With all this talk about borders and walls, perhaps it is time to also discuss not just national borders, but also state ones as well.

To begin with an easy one, perhaps it is time to let Maine be re-absorbed by Massachusetts. After all, Roger Berkowitz takes most of the lobster anyway and who wouldn’t want to have the natural beauty of Acadia and Ogunquit to claim as their own?

Fortunately, it seems that steps are already afoot to recoronate the former king of New England.  In addition to the recent “immigration” of Eventide Oyster Co., the Babson-born brotherly burger biz known as Mainely Burgers (www.mainelyburgers.com) has not only come back to the Bay State but has recently doubled the size of its empire by adding a second store in Boston Landing right across from the New Balance complex to their already popular place in Cambridge’s foodie-friendly Central Square. Continue reading

Good Egg and Bad Apple

Good Egg and Bad Apple

By Henry Herz

 

I know that I am guilty of some pun-ishing plays on words when I talk about food, but I just get so excited!

Fortunately, it appears I am not alone.

In fact, I have just found a food-focused children’s book that revels in ridiculous wordplay. Continue reading

Sons of Boston bring locals to tourist town

Boston’s Union Street has some of the most historic pubs and drinkeries in the nation.

Thanks to Sons of Boston, it finally has some food to go with it!

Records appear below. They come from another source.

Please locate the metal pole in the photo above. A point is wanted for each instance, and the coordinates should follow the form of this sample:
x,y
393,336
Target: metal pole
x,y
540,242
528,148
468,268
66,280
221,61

With a kitchen helmed by former Locke Ober menu master Kat McCoart and management that brings Lyons and other experience to the long wooden bar emblazoned with the restaurant’s name (which is also the name of the signature spiced rum that is made just for SOB by Grand Ten Distilling), Sons is a good place to stop along the Freedom Trail, before or after a game at the Gahden, or anything that makes our home the Hub of the universe. Continue reading

Delicious Docking: Victory Point brings North End to Marina Bay (Originally posted 5/18)

 

Though Donato Frattaroli may be best known as part of the familial force behind such legendary North End eateries as Il Molo, Artu, Ducali, Filippo, Lucia, and Ward 8 (not to mention the annual mega-fundraiser Taste of the North End), he recently dropped anchor in another popular (and dare we say trendy?) neighborhood- Quincy’s Marina Bay.